Thousands of museums in France thought they were seeing the end of the tunnel, actively preparing for weeks for a reopening on December 15. They believed in it all the more since in often vast spaces, and without foreign visitors, the risk of saturation is less.

Same anger in the world of the theater, where the performances had already been interrupted in the spring and in November and which hoped to be able to reopen the rooms on December 15.

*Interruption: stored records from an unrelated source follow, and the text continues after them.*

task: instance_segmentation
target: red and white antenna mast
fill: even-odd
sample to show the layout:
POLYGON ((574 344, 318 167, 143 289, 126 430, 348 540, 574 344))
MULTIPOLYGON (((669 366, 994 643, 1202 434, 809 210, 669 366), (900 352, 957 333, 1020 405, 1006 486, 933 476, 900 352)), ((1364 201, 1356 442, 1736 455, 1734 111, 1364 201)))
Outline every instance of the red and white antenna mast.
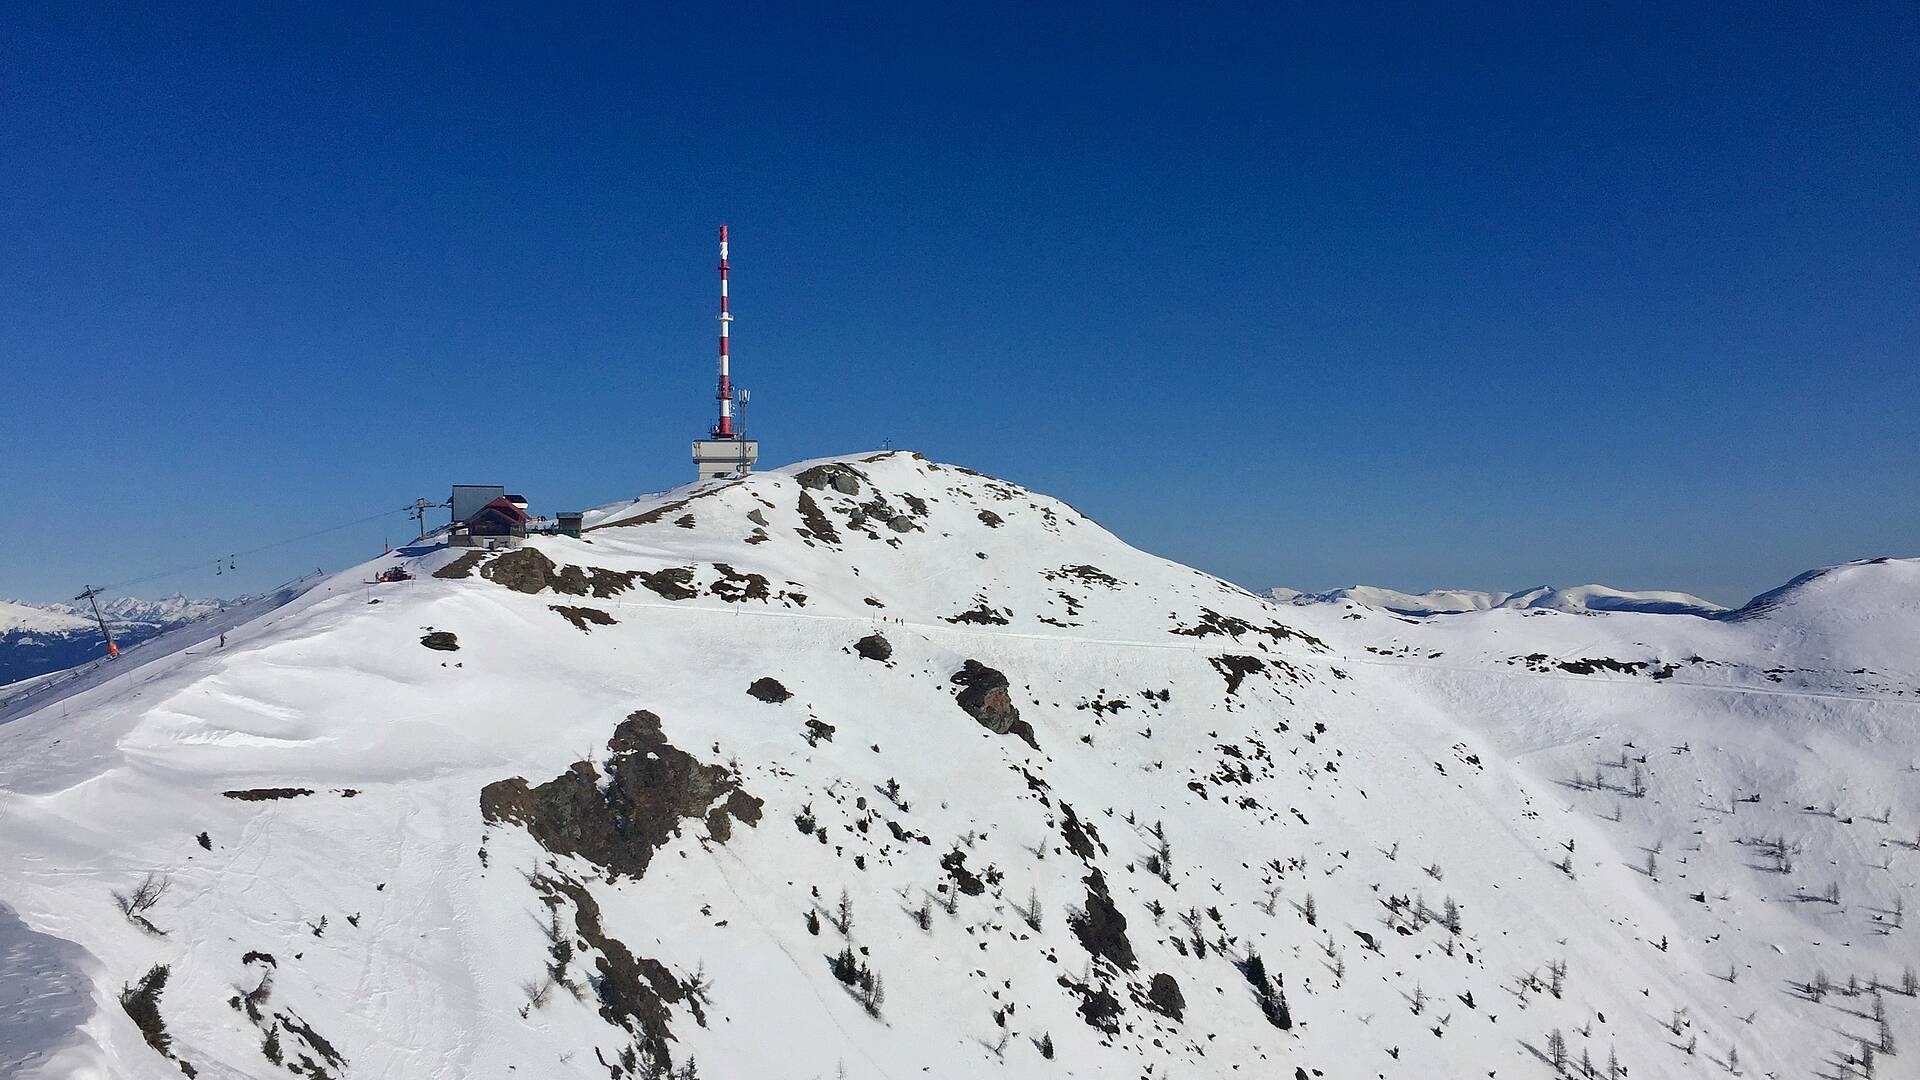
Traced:
POLYGON ((693 441, 694 474, 701 480, 744 476, 760 460, 760 444, 747 437, 747 392, 733 388, 732 373, 727 370, 727 332, 733 312, 727 302, 727 227, 720 226, 720 389, 714 397, 720 401, 720 418, 704 439, 693 441), (735 405, 740 407, 740 422, 733 419, 735 405))
POLYGON ((720 421, 713 425, 713 437, 731 439, 733 432, 733 384, 727 378, 727 324, 733 312, 727 310, 727 227, 720 226, 720 421))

“This ‘stop-and-go’ is extremely painful and exhausting because it demobilizes everyone, and that’s what, in my opinion, is going to be the most dangerous collateral damage in the very short term, it is demobilization, that is to say that people are exhausted, whether it is the permanent teams as well as the artists ”, regrets for AFP, Claire Dupont, director of Prémisses, production office dedicated to young creation.

“We are erasing a link, a relationship which is essential, that of culture, of the meeting between an audience and artists, and that, I believe, is the worst thing that we can do in the times we are going through, ”she adds bitterly.

The government, which has promised new aid to the cultural sector and also keeps bars, restaurants, sports halls and casinos closed, says it wants to limit the brewing and the permanence of the public in closed places. He fears “an epidemic rebound” when the pandemic has killed nearly 57,000 people since March.